True bible believers should act on the bible's implication. They would see the midrashic nature of the text. How it seeks to show He was greater than Moses. How the experience of God is the thing, not the historical detail. The story is trying to engender the experience, not to record biographical historical event.
We are so poor. We do not know God. So very little of our theological is of experience. 'Credo' means for us to believe in historical facts and certainties. This was not Credo in the beginning. Credo means- I follow.
I give my life to.
I seek to find, I trust, I act on- perhaps in God's grace I will find.
Credo is about in-extinguishable hope and longing.
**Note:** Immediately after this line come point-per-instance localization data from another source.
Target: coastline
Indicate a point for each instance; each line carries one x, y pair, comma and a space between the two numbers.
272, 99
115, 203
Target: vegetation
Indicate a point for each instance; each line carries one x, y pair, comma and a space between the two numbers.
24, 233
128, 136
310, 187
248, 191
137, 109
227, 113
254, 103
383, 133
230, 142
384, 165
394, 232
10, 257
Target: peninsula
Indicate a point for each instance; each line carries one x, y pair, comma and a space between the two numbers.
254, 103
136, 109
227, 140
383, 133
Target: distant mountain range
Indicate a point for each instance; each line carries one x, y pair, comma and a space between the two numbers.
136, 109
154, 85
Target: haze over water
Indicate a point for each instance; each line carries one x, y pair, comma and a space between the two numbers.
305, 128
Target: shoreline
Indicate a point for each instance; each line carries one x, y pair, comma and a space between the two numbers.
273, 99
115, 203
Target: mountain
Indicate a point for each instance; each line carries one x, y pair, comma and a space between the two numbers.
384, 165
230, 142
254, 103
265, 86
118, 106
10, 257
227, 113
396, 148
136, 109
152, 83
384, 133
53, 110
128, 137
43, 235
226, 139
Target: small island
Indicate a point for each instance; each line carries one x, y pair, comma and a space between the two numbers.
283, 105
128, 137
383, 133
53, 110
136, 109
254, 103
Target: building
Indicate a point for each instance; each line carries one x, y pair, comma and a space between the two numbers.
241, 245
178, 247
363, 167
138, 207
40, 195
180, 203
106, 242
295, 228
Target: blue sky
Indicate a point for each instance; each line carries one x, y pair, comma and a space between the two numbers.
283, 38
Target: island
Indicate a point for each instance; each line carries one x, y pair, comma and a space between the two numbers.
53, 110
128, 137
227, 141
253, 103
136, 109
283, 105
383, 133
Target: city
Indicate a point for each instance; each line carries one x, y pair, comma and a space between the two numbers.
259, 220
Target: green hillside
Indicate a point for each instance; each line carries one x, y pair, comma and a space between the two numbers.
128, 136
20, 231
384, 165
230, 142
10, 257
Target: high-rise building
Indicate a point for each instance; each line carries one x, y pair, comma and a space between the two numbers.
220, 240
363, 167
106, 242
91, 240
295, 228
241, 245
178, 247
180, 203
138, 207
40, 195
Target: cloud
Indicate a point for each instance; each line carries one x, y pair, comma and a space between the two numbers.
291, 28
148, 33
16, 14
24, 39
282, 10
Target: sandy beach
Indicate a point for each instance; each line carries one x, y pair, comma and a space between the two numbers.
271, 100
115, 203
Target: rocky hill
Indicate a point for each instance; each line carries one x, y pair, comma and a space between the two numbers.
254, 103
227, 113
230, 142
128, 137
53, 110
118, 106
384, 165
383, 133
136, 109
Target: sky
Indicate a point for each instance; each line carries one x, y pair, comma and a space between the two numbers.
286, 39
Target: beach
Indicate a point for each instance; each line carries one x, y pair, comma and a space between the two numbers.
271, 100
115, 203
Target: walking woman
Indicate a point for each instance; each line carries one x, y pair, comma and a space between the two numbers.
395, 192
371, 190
It is something never satisfied by the O so cheap grace of verifiable facts which have so little content about the profundity of life. Credo faith seeks after that which is glimpsed, and sometimes more hoped for than glimpsed. Faith does not know, in the end. it believes by following. And sometimes it feels amid the sorrow that there is more than we now see.
The Bible and what I have found of life say to me, that people have met God. A Moses met 'I AM.' Jesus is presented as the way to that meeting. He is an incarnation of th same 'I AM'. I meet that God. The scripture points us to that experience. It critiques our experience. It challenges our poverty.